A nurse who is a case manager is responsible for assigning client care to unlicensed assistive personnel (UAPs). The nurse is planning the care for a new pediatric client who requires several treatments. Which UAP will the nurse assign to care for the new client?

Correct response: the UAP who has independently provided the same treatments to clients in the past Explanation: The nurse is accountable for the assignment of tasks to UAPs. The nurse must ensure that the care being assigned is consistent with the UAP's level of knowledge, skill, and judgment. Assignments must also consider the UAP job description, agency policy, legislation, and client need. Friendliness and time management skills are traits that may enhance delivery of care, but they do not meet the requirements for safely assigning client care. Supervised practice does not ensure competency.

A client is resting in bed. The nurse visits the client to reassess the client's pain. The nurse notices that a visitor is in the room and is touching the client in various places on the client's body. The nurse understands that this type of practice is called:

Correct response: therapeutic touch.
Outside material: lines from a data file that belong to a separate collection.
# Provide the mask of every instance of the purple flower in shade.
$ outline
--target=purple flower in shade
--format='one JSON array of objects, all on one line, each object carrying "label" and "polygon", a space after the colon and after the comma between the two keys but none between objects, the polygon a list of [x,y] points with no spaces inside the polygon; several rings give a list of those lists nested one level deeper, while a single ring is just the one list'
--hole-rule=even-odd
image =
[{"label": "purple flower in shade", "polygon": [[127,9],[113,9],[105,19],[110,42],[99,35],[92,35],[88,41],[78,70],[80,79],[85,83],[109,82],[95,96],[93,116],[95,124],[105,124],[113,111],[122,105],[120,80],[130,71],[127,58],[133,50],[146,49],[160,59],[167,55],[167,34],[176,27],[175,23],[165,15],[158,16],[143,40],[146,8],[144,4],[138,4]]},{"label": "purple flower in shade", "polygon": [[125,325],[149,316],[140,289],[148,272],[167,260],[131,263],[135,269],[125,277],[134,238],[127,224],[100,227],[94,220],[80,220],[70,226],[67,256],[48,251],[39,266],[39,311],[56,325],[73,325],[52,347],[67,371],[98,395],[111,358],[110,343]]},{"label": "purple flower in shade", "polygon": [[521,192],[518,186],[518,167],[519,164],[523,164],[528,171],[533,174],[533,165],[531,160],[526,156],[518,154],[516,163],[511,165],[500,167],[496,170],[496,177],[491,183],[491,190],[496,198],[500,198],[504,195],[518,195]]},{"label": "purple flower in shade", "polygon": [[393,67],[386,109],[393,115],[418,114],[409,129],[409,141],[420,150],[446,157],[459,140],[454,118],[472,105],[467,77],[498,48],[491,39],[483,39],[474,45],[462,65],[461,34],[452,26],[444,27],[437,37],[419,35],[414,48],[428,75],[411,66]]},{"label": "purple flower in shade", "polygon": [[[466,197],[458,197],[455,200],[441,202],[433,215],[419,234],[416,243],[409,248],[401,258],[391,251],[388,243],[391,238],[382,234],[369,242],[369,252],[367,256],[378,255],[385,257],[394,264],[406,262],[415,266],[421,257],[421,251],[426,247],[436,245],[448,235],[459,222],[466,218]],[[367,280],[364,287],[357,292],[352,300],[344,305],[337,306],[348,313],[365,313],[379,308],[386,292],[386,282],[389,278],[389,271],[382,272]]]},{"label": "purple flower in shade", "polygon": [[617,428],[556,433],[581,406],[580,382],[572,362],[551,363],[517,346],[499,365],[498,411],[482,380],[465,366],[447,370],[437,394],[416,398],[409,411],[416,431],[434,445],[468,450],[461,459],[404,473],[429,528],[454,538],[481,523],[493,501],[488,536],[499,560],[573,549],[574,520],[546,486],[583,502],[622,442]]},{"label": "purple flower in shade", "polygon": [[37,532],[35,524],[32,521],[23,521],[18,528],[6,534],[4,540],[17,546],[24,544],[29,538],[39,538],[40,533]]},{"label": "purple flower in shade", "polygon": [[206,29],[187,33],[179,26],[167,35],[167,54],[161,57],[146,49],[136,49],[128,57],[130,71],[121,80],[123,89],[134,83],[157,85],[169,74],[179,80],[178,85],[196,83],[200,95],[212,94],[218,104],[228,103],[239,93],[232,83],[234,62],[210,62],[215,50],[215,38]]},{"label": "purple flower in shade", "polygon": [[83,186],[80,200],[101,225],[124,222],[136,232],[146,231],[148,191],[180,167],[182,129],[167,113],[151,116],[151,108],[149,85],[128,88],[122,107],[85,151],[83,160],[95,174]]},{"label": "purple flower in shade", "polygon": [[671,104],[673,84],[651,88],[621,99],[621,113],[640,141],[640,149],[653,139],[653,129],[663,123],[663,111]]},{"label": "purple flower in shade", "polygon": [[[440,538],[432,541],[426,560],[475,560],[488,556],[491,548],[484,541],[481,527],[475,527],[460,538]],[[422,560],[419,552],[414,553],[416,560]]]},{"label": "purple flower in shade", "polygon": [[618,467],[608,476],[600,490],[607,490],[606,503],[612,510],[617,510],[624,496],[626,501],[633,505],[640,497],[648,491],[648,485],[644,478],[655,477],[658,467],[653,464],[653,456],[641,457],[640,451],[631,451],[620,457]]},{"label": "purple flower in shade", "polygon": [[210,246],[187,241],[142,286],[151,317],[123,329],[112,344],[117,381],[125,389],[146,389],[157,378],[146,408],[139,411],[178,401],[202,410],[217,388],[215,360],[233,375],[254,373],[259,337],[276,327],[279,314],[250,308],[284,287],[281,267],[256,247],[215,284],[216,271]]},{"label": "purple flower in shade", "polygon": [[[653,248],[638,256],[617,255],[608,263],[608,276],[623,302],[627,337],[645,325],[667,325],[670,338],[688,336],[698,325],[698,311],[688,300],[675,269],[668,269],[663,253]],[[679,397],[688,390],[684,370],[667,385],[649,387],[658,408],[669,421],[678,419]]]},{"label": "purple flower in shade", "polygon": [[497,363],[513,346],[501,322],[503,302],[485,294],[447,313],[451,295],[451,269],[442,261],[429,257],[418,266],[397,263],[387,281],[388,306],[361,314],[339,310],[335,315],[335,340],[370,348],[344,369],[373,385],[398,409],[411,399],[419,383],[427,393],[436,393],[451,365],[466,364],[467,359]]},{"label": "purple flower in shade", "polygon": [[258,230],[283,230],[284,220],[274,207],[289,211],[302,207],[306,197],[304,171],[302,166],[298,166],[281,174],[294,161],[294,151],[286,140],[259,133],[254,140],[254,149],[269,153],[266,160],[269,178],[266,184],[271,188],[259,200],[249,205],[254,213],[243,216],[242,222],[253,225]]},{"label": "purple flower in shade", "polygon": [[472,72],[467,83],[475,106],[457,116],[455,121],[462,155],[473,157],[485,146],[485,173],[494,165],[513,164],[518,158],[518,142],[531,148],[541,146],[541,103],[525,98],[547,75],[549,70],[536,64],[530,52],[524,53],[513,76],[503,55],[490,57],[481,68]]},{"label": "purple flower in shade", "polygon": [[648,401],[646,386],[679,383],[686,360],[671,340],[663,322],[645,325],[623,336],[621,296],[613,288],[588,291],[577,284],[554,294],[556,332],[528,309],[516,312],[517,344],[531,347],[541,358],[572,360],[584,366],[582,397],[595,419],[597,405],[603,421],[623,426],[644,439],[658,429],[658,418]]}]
Explanation: Therapeutic touch uses energy fields that surround and penetrate the human body with the conscious intent to help or heal. Herbal medicine includes oral or topical supplements. Traditional Chinese medicine uses the balance of yin and yang.

A terminally ill client in hospice care is experiencing nausea and vomiting because of a partial bowel obstruction. To respect the client's wishes for palliative care, what can the nurse recommend that the client use?

Correct response: a clear liquid diet Explanation: The use of diet modification is a conservative approach to treat the terminally ill or hospice clients who have nausea and vomiting related to bowel obstruction. Osmotic laxatives would be harder for the client to tolerate. An NG tube is more aggressive and invasive. IV antiemetics are also invasive. The hospice philosophy involves comfort and palliative care for the terminally ill.

A registered nurse and an unlicensed assistive personnel (UAP) are caring for a group of clients. Which client's care will the nurse safely delegate to the UAP?

Correct response: a client diagnosed with renal calculi who is encouraged to ambulate four times daily Explanation: The ambulation of the client diagnosed with renal calculi may safely be delegated to the UAP. The registered nurse should care for the clients with a suprapubic catheter draining burgundy-colored urine. The client returning from anesthesia unit requires assessment, and assessment is not within the scope of practice for the UAP. The UAP would also not be permitted to perform bladder irrigation.

A registered nurse (RN) is assigning tasks to a licensed practical nurse (LPN) and an unlicensed assistive personnel (UAP) on the client care team. Which task is restricted in terms of which care team member it could be delegated to? Select all that apply.

Correct response: administering oral pain medication to a postoperative client assessing a client who just returned from cardiac catheterization taking the health history of a newly admitted client Explanation: Although RNs perform many tasks that overlap with those of other caregivers, the RN has a specific role within the nursing process. The RN may not delegate assessment of new or unstable clients. During the assessment step of the nursing process, the RN obtains the client's health history, measures vital signs, and performs a physical examination to gather data for use in formulating corresponding nursing diagnoses. In addition, the RN cannnot delegate administration of medications to the UAP. Assisting a client to the bathroom and providing oral care could be performed by any of these three care team members.